「なんとか中堅アパレルに入りましたけど、そこは入社数年で倒産しました。せっかく入ったのに」
せっかく就職が決まってもバブル崩壊で会社が倒産、やむにやまれず失業した若者が多かったのも団塊ジュニアの特徴である。若くしていきなりの失業。その後のITバブルと米国住宅バブルの余波に救われた者もいたが、関係ないまま低空飛行するうちに40代を迎えた団塊ジュニアも多い。だが後藤さんは少し違う。
「私には嵐がありますから。嵐に支えられてきましたから」
そう、後藤さんは1999年に嵐と出会って、ずっと嵐に支えられてきた。嵐のために選んだ非正規の仕事。
「両親もうるさくありませんでした。実家は都心ですから出る必要はないし、家にお金を入れろとかもありません。私は一人娘。好きにさせてもらって、とくに尊敬する父親には感謝してもしてきれません」
後藤さんの父親は人文社会系の著名人、聡明な母親と両親そろって女性の生き方に対してリベラルな姿勢なので、心の平穏を優先して非正規で働いていることなども理解してくれているそうだ。なので後藤さんは心おきなく嵐のファンとして全力で応援してきた。両親が納得しているなら後藤さんの稼いだお金の使いみちも自由だろう。地方出身のために都心で生きているだけでお金が掛かる人頭税のような生活を送る人たちにとって、ある種の「人生のインフラ」がまるっと揃っている、後藤さんのように都心の裕福な家の生まれは羨ましい限りだろう。
「私も子供部屋おばさんですね」と後藤さんは自嘲していたが、都心の一軒家ならさすがに家を出ることもないだろう。
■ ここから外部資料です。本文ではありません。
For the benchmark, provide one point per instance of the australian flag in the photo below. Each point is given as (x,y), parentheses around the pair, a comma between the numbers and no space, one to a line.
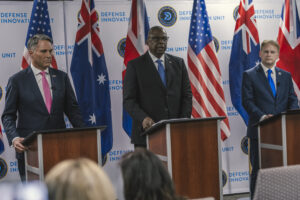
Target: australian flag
(244,53)
(90,76)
まして一人娘。それに社会通念上、女性の場合は許される。子供部屋おじさん呼ばわりされている男性諸君は理不尽だとお怒りになるかもしれないが、子供部屋おばさんは許されるどころか後藤さんのような境遇なら「お嬢さん」なのが現実だ。田舎を18歳で出て風呂なしのボロアパート暮らしに始まり、賃貸を転々としたあげく一戸建てのローンに苦しむ私にとっても本当にこういう人は羨ましい限りだ。
「本当に好きなんです。嵐は私の一部なんです。わかってもらえなくても構わない。嵐が好きな私が私なんです」
ここまで言い切ってもらうと清々しい。絶対的幸福をつかむのは女性のほうが得意なのだろうか。幼い頃から競争と男根主義、立身出世のマッチョイズムを強要されてきた男性、とくに団塊ジュニアの男性はどうしても相対的な幸福に固執するあまり、しくじる傾向にある。出版社で売上げ競争とセクショナリズムに明け暮れた30代当時の私もそうだった。